Scots to have greater say in future of health and social care
The Scottish public will have a greater say in how major decisions around health and social care services are delivered in Scotland.
New guidance issued by the Scottish Government will ensure NHS Boards, Integration Joint Boards and local authorities uphold their legal duty to consult and engage with local communities about major planning decisions.
This will guarantee people with real experience of using local services will be able to shape decision making at a local and national level, from building or rebuilding hospitals, to transferring health and social care services into the community.
Health secretary Jeane Freeman said the forward-thinking approach will ensure lessons are learned from the Coronavirus (COVID-19) pandemic by giving people with lived experience a say in the future of NHS Scotland and the reshaping of Adult Social Care. It will also help ensure services are effective, safe, value-for-money and meet individuals’ needs.
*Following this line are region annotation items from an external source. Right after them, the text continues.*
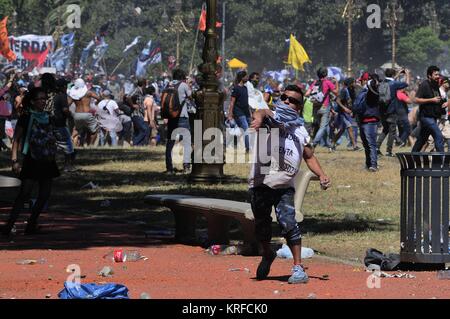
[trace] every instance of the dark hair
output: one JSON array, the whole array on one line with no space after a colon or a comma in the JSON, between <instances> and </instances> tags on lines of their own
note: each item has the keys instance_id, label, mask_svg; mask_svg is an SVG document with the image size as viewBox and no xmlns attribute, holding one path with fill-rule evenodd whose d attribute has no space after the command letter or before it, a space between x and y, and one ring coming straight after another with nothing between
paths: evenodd
<instances>
[{"instance_id":1,"label":"dark hair","mask_svg":"<svg viewBox=\"0 0 450 319\"><path fill-rule=\"evenodd\" d=\"M175 69L175 70L173 70L172 78L173 78L175 81L183 81L183 80L186 80L186 72L184 72L184 71L181 70L181 69Z\"/></svg>"},{"instance_id":2,"label":"dark hair","mask_svg":"<svg viewBox=\"0 0 450 319\"><path fill-rule=\"evenodd\" d=\"M247 76L246 71L239 71L238 74L236 75L236 80L234 81L234 83L235 84L241 83L242 79L245 78L246 76Z\"/></svg>"},{"instance_id":3,"label":"dark hair","mask_svg":"<svg viewBox=\"0 0 450 319\"><path fill-rule=\"evenodd\" d=\"M302 89L298 85L294 85L294 84L288 85L286 87L286 89L284 89L284 91L297 92L297 93L302 95L302 99L305 96L305 94L303 93Z\"/></svg>"},{"instance_id":4,"label":"dark hair","mask_svg":"<svg viewBox=\"0 0 450 319\"><path fill-rule=\"evenodd\" d=\"M327 68L320 68L317 70L317 77L319 79L324 79L328 76L328 69Z\"/></svg>"},{"instance_id":5,"label":"dark hair","mask_svg":"<svg viewBox=\"0 0 450 319\"><path fill-rule=\"evenodd\" d=\"M139 79L138 82L137 82L137 85L139 87L147 85L147 80L146 79Z\"/></svg>"},{"instance_id":6,"label":"dark hair","mask_svg":"<svg viewBox=\"0 0 450 319\"><path fill-rule=\"evenodd\" d=\"M344 80L344 84L346 87L349 87L350 85L352 85L355 82L354 78L347 78Z\"/></svg>"},{"instance_id":7,"label":"dark hair","mask_svg":"<svg viewBox=\"0 0 450 319\"><path fill-rule=\"evenodd\" d=\"M25 94L23 98L23 106L25 110L29 110L31 108L31 101L36 99L41 93L47 96L47 91L43 87L33 87Z\"/></svg>"},{"instance_id":8,"label":"dark hair","mask_svg":"<svg viewBox=\"0 0 450 319\"><path fill-rule=\"evenodd\" d=\"M41 83L42 83L42 87L47 91L47 92L56 92L56 78L53 74L51 73L44 73L41 76Z\"/></svg>"},{"instance_id":9,"label":"dark hair","mask_svg":"<svg viewBox=\"0 0 450 319\"><path fill-rule=\"evenodd\" d=\"M253 72L252 74L250 74L250 76L248 77L250 79L250 81L252 79L254 79L256 76L260 76L260 74L258 72Z\"/></svg>"},{"instance_id":10,"label":"dark hair","mask_svg":"<svg viewBox=\"0 0 450 319\"><path fill-rule=\"evenodd\" d=\"M432 76L434 72L440 72L441 69L439 69L437 66L432 65L430 67L428 67L427 69L427 76Z\"/></svg>"},{"instance_id":11,"label":"dark hair","mask_svg":"<svg viewBox=\"0 0 450 319\"><path fill-rule=\"evenodd\" d=\"M386 71L384 71L384 75L388 78L393 78L395 74L397 74L397 71L394 69L386 69Z\"/></svg>"},{"instance_id":12,"label":"dark hair","mask_svg":"<svg viewBox=\"0 0 450 319\"><path fill-rule=\"evenodd\" d=\"M153 95L155 94L156 90L153 85L150 85L148 88L145 89L145 94Z\"/></svg>"}]
</instances>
Ms Freeman said: “Community engagement and participation is vital as we look to reform health and social care services, ensuring they are fit to meet the needs of the public as we deal with the long term impact of the pandemic. This guidance will help ensure people have a greater say in decisions which affect the care they receive.
“Our collective response to the pandemic has shown the strength of our public services and how we can come together to address challenges. Since the start of the pandemic we have been delivering services differently and have engaged with communities to ensure they are involved in decisions that affect them. This guidance captures that learning and seeks to ensure we all benefit from it.
“The Scottish Government will continue to listen to the views of people who use health and social care services and actively involve them in re-shaping how we deliver care as we re-mobilise beyond the pandemic”
Councillor Stuart Currie, COSLA health and social care spokesperson, added: “Planning with people promotes real collaboration between NHS Boards, Integration Joint Boards and Local Authorities. It sets out the responsibilities each organisation has to community engagement when services are being planned, or changes to services are being planned, and it supports them to involve people meaningfully.
“Fundamentally, good engagement means that services are developed which are effective, safe and value-for-money. And there is no doubt that greater participation brings better outcomes for communities all round.
“So, we encourage people in communities across Scotland to read this guidance and find out what they should expect when it comes to engagement about care planning. Ultimately, it is their experience that will be the real measure of what impact it is making.”